Ini bisa jadi baik, peningkatan minat terhadap kopi oleh kalangan muda-mudi bisa berdampak baik terhadap para petani kopi. Salah satu target pertanian kopi di tahun 2014 kemarin adalah dengan meningkatkan produksi dan ekspor kopi ke mancanegara. Produksi kopi di Indonesia ditargetkan meningkat 2,9% dibandingkan tahun 2013, atau sebanyak 711.000 ton biji kopi, target tersebut diharapkan mampu melampaui hasil produksi sebelumnya, yakni 691.000 ton. Sementara itu, Indonesia sebagai negara produsen kopi tebesar ketiga di dunia ditargetkan meningkatkan hasil ekspor kopinya hingga ke angka 575.000 ton di tahun 2014 dibandingkan di tahun sebelumnya yang baru mencapai 540.000 ton. Namun pada kenyataannya, Hutama Sugandhi selaku Ketua Gabungan Eksportir Kopi Indonesia (GAEKI) menyatakan bahwa ekspor kopi secara nasional turun 20% hingga 25%. Hal tersebut disebabkan oleh anomali cuaca di Indonesia yang cukup memukul angka produksi juga turun sebesar 20%-25%. Adanya cuaca kemarau panjang di Brasil menjadi peluang tersendiri untuk Indonesia untuk kemudian mengejar ketinggalan untuk setidaknya ada di angka normal seperti pada tahun 2013 di tahun ini.

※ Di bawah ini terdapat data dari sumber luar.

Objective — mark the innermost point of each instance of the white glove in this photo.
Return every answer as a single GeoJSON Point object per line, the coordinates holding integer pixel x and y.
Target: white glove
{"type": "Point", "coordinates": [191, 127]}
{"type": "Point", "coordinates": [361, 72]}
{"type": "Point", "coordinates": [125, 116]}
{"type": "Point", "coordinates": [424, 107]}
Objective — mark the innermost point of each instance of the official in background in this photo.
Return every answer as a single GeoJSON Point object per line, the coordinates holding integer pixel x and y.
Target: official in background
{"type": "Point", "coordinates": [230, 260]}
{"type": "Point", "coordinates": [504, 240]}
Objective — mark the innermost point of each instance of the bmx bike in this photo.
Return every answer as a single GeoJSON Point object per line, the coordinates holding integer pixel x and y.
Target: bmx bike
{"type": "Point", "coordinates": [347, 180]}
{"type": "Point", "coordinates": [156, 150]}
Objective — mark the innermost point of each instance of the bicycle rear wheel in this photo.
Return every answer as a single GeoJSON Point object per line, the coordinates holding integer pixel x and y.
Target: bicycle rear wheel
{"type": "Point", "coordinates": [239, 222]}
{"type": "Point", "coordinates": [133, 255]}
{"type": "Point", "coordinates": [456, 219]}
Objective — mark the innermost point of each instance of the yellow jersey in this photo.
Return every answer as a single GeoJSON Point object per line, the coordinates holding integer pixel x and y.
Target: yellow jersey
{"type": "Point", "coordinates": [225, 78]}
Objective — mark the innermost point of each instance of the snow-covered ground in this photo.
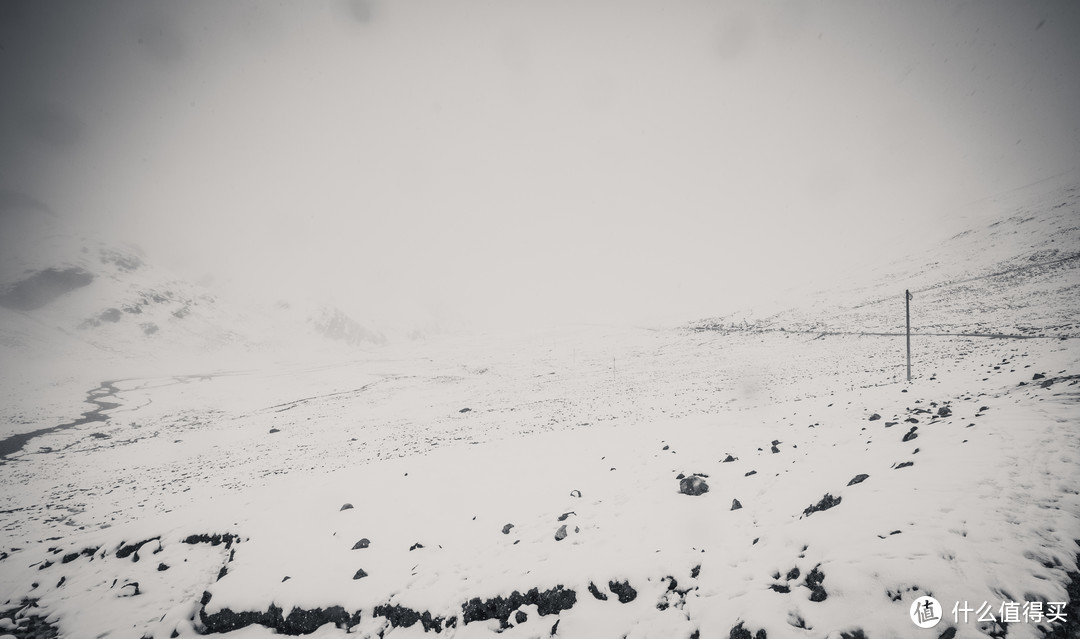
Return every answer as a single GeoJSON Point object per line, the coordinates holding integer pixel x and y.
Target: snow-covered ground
{"type": "Point", "coordinates": [529, 484]}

Hal lain yang juga disayangkan dari pertanian kopi di Indonesia adalah kopi yang diproduksi di Indonesia masih sekitar 85 persennya adalah kopi robusta, sementara kebutuhan kopi di dunia 60 persennya adalah kopi arabika. Infrastruktur masih menjadi salah satu alasan mengapa kemudian penggenjotan pertanian kopi arabika di Indonesia masih lesu. Sementara untuk lahan sendiri, Indonesia masih memiliki banyak lahan untuk ditanami kopi jenis arabika, target pemerintah sendiri pada tahun 2014 adalah dengan mengekstensifikasi lahan hingga 2.000 hektare untuk penanaman kopi jenis arabika.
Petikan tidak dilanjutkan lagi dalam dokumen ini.